Rien de grave ne nous y attendait, je vous rassure: ses baskets avaient disparu sous l’armoire. Après, je l’ai aidé à faire son lit, à trier son linge sale (j’ai aussi pesté qu’avant il le faisait tout seul et « pourquoi as-tu perdu cette merveilleuse habitude » ce à quoi il m’a répondu par un haussement d’épaules), ramassé les légos qui trainaient et mis un peu d’ordre dans ses livres. Il y en avait un qui s’intitulait « rendez-moi mes poux », avec, dessiné sur la couverture, un gamin dans une salle de bains.

Putain, la baignoire, l’eau coulait toujours !

Je me suis finalement glissée dedans (tout en ayant enlevé la bonde quelques minutes pour réduire le niveau). J’ai continué à sourire même quand mes chevilles sont devenues écarlates (j’ai refusé de penser à ce qu’il adviendrait de mon ventre, mes fesses et mes seins. Vu la quantité d’eau contenue dans la baignoire, j’avais pas intérêt à la ramener). Je suis restée un petit moment debout, les fesses en arrière, interdite (ma mère dirait comme une poule qui a pondu un oeuf) (mais je ne sais pas vraiment si l’image est adéquate). J’ai pensé qu’au pire, ça me détendrait (l’eau chaude ça détend, non?) et accessoirement ça me ferait comme un hammam au niveau du visage vu comment je transpirais. Si après le bain, on était obligé de me faire une greffe de peau, alors je la choisirai pâle avec plein de tâches de rousseur.

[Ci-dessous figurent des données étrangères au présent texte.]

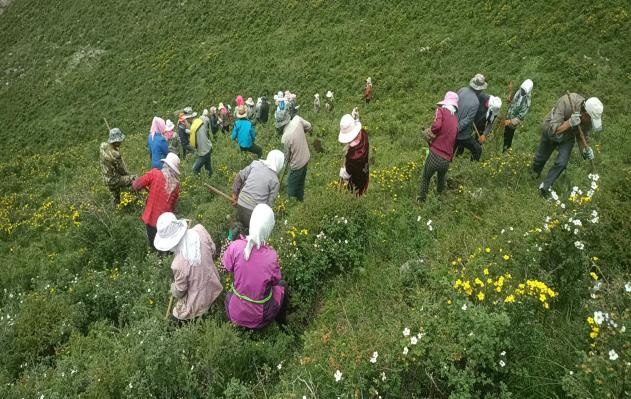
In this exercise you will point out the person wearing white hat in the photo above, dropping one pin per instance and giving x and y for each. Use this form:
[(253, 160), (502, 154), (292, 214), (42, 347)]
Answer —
[(196, 283), (468, 105), (517, 111), (257, 294), (164, 191), (244, 133), (488, 110), (113, 168), (296, 151), (561, 128), (329, 101), (200, 139), (257, 184), (368, 91), (355, 171)]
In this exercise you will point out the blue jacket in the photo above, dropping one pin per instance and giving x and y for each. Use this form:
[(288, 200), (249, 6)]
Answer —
[(244, 133), (158, 149)]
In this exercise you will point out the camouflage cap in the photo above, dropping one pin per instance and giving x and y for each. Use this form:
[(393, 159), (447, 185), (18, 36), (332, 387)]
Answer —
[(116, 136)]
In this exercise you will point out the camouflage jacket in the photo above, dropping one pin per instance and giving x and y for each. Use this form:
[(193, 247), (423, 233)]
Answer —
[(113, 168)]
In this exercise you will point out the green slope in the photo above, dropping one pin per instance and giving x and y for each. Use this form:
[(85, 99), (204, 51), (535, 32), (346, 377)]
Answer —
[(85, 302)]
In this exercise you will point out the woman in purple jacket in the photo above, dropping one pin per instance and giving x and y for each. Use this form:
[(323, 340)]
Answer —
[(441, 148), (257, 295)]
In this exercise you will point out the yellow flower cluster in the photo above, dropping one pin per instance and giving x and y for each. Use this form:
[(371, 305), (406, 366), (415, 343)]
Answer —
[(594, 329), (17, 212), (489, 280), (391, 179), (129, 200)]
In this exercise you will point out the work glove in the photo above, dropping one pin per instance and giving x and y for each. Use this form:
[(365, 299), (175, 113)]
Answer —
[(344, 174), (588, 154), (575, 119)]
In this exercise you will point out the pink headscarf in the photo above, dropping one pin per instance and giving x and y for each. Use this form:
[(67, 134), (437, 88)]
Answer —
[(157, 126)]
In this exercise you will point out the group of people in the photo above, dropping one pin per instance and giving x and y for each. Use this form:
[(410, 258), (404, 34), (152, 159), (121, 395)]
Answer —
[(471, 110), (258, 295)]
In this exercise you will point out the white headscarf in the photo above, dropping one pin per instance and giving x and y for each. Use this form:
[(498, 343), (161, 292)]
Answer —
[(190, 248), (275, 160), (261, 225)]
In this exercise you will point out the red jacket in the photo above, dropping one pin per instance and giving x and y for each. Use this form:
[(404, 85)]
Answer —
[(445, 127), (158, 201)]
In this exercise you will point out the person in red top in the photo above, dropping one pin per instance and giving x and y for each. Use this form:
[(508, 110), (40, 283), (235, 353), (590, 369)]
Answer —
[(355, 171), (164, 191), (444, 130)]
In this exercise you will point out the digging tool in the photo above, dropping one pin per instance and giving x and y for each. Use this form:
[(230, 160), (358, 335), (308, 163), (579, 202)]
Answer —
[(218, 192), (501, 119), (580, 130), (166, 316)]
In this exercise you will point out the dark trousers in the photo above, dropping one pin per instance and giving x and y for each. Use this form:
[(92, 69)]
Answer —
[(470, 144), (151, 235), (204, 161), (544, 150), (509, 132), (433, 164), (296, 183), (255, 149)]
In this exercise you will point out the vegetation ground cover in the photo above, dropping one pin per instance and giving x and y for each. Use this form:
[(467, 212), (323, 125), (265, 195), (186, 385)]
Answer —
[(489, 292)]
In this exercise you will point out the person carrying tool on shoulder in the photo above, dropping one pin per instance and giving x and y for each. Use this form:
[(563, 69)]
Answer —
[(113, 168), (571, 119), (517, 111)]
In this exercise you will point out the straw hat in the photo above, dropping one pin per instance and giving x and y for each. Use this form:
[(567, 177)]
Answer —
[(172, 161), (478, 82), (349, 129), (241, 111), (170, 231), (594, 108), (451, 98)]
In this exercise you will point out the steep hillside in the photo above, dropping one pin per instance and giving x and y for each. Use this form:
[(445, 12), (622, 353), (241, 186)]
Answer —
[(481, 294)]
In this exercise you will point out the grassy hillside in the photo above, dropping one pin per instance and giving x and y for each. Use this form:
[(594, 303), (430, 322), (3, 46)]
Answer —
[(82, 302)]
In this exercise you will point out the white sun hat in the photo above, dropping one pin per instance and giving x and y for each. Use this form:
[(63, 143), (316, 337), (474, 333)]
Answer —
[(169, 232), (173, 161), (594, 108), (349, 129)]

J’ai jeté un œil sur l’écran de mon portable posé au sol. 9h05.

Je me suis appliquée, j’ai fait tout bien comme il fallait : fermer les yeux, écouter la musique, renifler les odeurs d’huiles essentielles qui s’élevaient au-dessus de moi, masser mon visage sous la vapeur, sortir mes jambes l’une après l’autre en tendant bien la pointe des pieds, comme dans les pubs et appliquer la mousse fine en une caresse agréable. Au bout de deux minutes, je n’en pouvais plus de me concentrer sur mon bien-être. J’avais l’impression d’être devenue quelqu’un d’autre.  J’ai regardé apeurée mon ventre devenu cramoisi, eu mal aux fesses, j’ai niqué mon brushing de la veille parce qu’à vouloir maintenir la tête hors de l’eau j’ai décroché la barrette, j’ai glissé comme une anguille à cause des parois ultra glissantes (j’avais peut-être exagéré avec les 4 perles), ma mèche sur le côté a même pensé appartenir à Sue Ellen, elle s’est mise à faire des vagues. Dans une attitude tout aussi glamour que quand je suis rentrée, je me suis relevée. Il était 9h08.

Ensuite ? Je suis passée sous la douche pour me laver.